US law enforcement officials have long warned against the possibility of foreign terrorists or hostile hackers attacking the national electrical infrastructure.
The clear and present danger recently prompted a Los Alamos National Laboratory quantum cryptography (QC) team to successfully complete the first-ever demonstration of securing control data for electric grids using quantum cryptography.
"Novel methods for controlling the electric grid are needed to accommodate new energy sources such as renewables whose availability can fluctuate on short time scales," explained Jane Nordholt of the Los Alamos lab.
"This requires transmission of data to and from control centers; but for grid-control use, data must be both trustworthy and delivered without delays. The simultaneous requirements of strong authentication and low latency are difficult to meet with standard cryptographic techniques."
According to Nordholt, quantum cryptography provides a means of detecting and defeating an adversary who might try to intercept or attack the communications.
Single photons are used to produce secure random numbers between users, and these random numbers are then used to authenticate and encrypt the grid control data and commands. Because the random numbers are produced securely, they act as cryptographic key material for data authentication and encryption algorithms.
At the heart of the quantum-secured communications system is a unique, miniaturized QC transmitter invention, known as a QKarD, that is five orders of magnitude smaller than any current QC device on the market.
"This project shows that quantum cryptography is compatible with electric-grid control communications, providing strong security assurances rooted in the laws of physics, without introducing excessive delays in data delivery," said Nordholt.

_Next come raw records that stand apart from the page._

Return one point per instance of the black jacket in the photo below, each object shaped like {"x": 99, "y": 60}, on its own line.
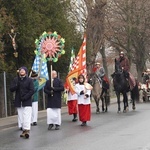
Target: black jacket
{"x": 24, "y": 89}
{"x": 55, "y": 100}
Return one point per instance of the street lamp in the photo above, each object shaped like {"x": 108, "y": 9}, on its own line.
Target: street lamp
{"x": 12, "y": 35}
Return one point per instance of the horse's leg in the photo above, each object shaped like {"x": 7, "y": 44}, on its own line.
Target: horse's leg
{"x": 106, "y": 99}
{"x": 106, "y": 102}
{"x": 118, "y": 101}
{"x": 125, "y": 101}
{"x": 97, "y": 105}
{"x": 102, "y": 99}
{"x": 133, "y": 98}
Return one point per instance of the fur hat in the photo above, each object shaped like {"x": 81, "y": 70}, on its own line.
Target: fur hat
{"x": 34, "y": 74}
{"x": 148, "y": 70}
{"x": 97, "y": 63}
{"x": 24, "y": 68}
{"x": 121, "y": 53}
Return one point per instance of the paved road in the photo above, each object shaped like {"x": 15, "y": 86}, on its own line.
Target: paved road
{"x": 106, "y": 131}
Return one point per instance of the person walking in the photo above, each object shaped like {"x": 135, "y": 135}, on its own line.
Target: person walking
{"x": 53, "y": 90}
{"x": 101, "y": 75}
{"x": 34, "y": 116}
{"x": 124, "y": 62}
{"x": 24, "y": 89}
{"x": 72, "y": 102}
{"x": 84, "y": 103}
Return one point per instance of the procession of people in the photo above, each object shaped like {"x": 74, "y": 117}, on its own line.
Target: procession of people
{"x": 78, "y": 103}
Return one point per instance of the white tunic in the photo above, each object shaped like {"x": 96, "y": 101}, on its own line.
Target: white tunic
{"x": 81, "y": 98}
{"x": 72, "y": 96}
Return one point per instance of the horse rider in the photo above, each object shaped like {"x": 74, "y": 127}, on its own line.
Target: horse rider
{"x": 100, "y": 72}
{"x": 147, "y": 78}
{"x": 124, "y": 62}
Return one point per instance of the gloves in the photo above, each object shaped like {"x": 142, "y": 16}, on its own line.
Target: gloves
{"x": 23, "y": 98}
{"x": 51, "y": 88}
{"x": 86, "y": 95}
{"x": 82, "y": 92}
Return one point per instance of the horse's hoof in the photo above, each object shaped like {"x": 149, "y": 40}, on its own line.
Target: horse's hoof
{"x": 118, "y": 111}
{"x": 124, "y": 111}
{"x": 97, "y": 112}
{"x": 133, "y": 107}
{"x": 127, "y": 109}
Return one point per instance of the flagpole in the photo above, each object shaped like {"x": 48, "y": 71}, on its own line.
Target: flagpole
{"x": 51, "y": 83}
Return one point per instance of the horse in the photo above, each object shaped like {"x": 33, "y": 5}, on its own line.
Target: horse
{"x": 121, "y": 86}
{"x": 96, "y": 93}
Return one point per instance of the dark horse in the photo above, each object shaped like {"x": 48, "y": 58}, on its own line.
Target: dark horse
{"x": 96, "y": 93}
{"x": 121, "y": 86}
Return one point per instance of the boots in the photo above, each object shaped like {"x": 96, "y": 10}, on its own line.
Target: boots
{"x": 74, "y": 118}
{"x": 25, "y": 134}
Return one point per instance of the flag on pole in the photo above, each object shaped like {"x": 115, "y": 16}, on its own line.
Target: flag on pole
{"x": 72, "y": 59}
{"x": 78, "y": 66}
{"x": 40, "y": 67}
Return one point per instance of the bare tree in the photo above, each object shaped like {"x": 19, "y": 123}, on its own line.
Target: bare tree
{"x": 128, "y": 28}
{"x": 95, "y": 30}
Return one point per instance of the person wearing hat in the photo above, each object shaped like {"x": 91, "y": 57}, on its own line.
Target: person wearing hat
{"x": 23, "y": 87}
{"x": 34, "y": 116}
{"x": 100, "y": 72}
{"x": 53, "y": 90}
{"x": 72, "y": 102}
{"x": 124, "y": 62}
{"x": 84, "y": 103}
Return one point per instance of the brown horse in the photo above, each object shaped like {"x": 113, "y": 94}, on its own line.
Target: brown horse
{"x": 96, "y": 93}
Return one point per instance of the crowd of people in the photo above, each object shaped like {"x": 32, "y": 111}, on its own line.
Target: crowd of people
{"x": 79, "y": 103}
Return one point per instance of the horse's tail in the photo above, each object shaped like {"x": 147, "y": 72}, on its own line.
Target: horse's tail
{"x": 135, "y": 93}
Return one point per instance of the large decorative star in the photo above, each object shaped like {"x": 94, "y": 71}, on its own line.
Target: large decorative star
{"x": 50, "y": 47}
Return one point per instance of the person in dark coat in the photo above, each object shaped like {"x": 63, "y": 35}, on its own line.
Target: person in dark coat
{"x": 34, "y": 117}
{"x": 23, "y": 87}
{"x": 124, "y": 62}
{"x": 53, "y": 90}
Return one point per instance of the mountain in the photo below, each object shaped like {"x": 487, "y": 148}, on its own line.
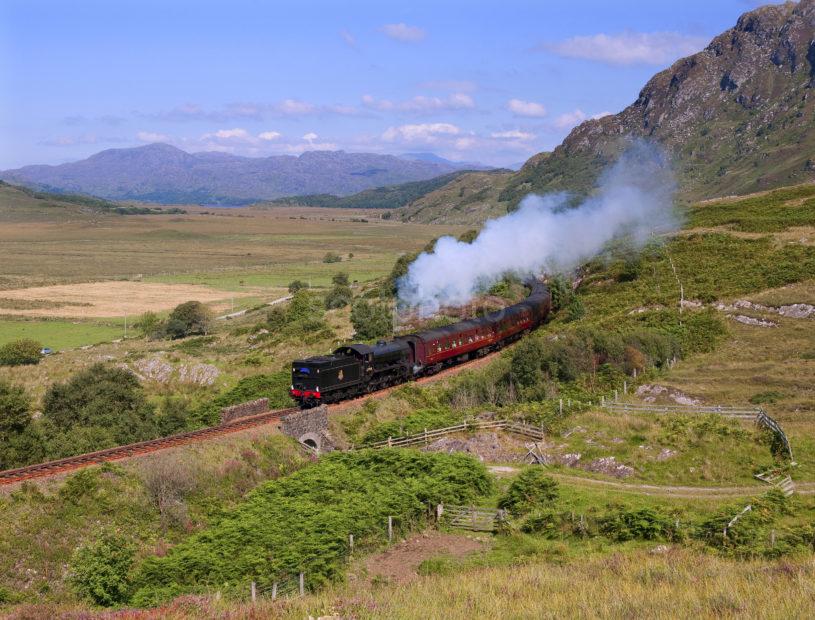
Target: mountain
{"x": 21, "y": 204}
{"x": 164, "y": 174}
{"x": 388, "y": 197}
{"x": 433, "y": 158}
{"x": 737, "y": 117}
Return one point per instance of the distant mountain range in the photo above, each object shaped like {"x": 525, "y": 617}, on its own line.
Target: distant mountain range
{"x": 165, "y": 174}
{"x": 737, "y": 117}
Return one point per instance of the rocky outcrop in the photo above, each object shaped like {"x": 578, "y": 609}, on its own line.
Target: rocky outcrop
{"x": 738, "y": 117}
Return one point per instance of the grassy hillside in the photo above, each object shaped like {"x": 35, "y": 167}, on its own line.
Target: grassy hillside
{"x": 21, "y": 204}
{"x": 390, "y": 197}
{"x": 646, "y": 534}
{"x": 468, "y": 199}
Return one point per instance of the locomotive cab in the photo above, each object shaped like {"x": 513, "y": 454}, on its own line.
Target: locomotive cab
{"x": 324, "y": 378}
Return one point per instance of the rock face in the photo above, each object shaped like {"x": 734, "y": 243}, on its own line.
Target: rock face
{"x": 737, "y": 117}
{"x": 164, "y": 174}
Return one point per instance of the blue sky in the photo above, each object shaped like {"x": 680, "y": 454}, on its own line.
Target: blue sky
{"x": 493, "y": 82}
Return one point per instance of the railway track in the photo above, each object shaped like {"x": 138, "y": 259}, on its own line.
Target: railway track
{"x": 50, "y": 468}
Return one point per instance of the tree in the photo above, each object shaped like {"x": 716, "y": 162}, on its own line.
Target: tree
{"x": 15, "y": 414}
{"x": 188, "y": 319}
{"x": 100, "y": 570}
{"x": 148, "y": 324}
{"x": 338, "y": 297}
{"x": 297, "y": 285}
{"x": 20, "y": 442}
{"x": 20, "y": 352}
{"x": 102, "y": 404}
{"x": 371, "y": 320}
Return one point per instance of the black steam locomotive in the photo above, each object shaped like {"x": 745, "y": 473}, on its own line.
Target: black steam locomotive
{"x": 358, "y": 369}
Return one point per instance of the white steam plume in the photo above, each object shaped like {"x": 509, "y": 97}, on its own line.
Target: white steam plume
{"x": 634, "y": 198}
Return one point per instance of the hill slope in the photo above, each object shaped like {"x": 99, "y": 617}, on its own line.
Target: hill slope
{"x": 738, "y": 117}
{"x": 20, "y": 204}
{"x": 162, "y": 173}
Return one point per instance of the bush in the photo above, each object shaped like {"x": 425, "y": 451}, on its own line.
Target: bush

Indeed, a late-2012 demonstration demonstrated that quantum cryptography provides the necessary strong security assurances with latencies (typically 250 microseconds, including 120 microseconds to traverse the 25 kilometers of optical fiber connecting the two nodes) that are at least two orders of magnitude smaller than requirements.
In addition, the team’s quantum-secured communications system proved this very capability could be deployed with only a single optical fiber to carry the quantum, single-photon communications signals; data packets; and commands. Plus, the system is scalable to multiple monitors and several control centers.
"The cyber-physical test bed provides a realistic environment to explore cutting-edge research and prove emerging smart grid technology in a fully customizable environment," said Tim Yardley, assistant director of test bed services.
"In this demonstration, high-fidelity power simulation was leveraged using the real-time digital simulator to enable hardware in the loop power simulation to drive real phasor measurement units (PMUs), devices, deployed on today's electric grid that monitor its operation."
Yardley also noted that the simulator provides a mechanism for proving technology in real-world scenarios.
“We're not just using perfect or simulated data, so the results demonstrate true feasibility.”
The power simulation was running a well-known power-bus model that was perturbed by introducing faults, which drove the analog inputs on the connected hardware PMU. The PMU subsequently communicated via the standard protocol to the quantum cryptography equipment, which handled the key generation, communication and encryption/decryption of the connection traversing 25 kilometers of fiber. A phasor data concentrator then collected and visualized the data.
It should be noted that the Los Alamos team is seeking funding to develop a next-generation QKarD using integrated electro-photonics methods, which would be even smaller and more highly integrated.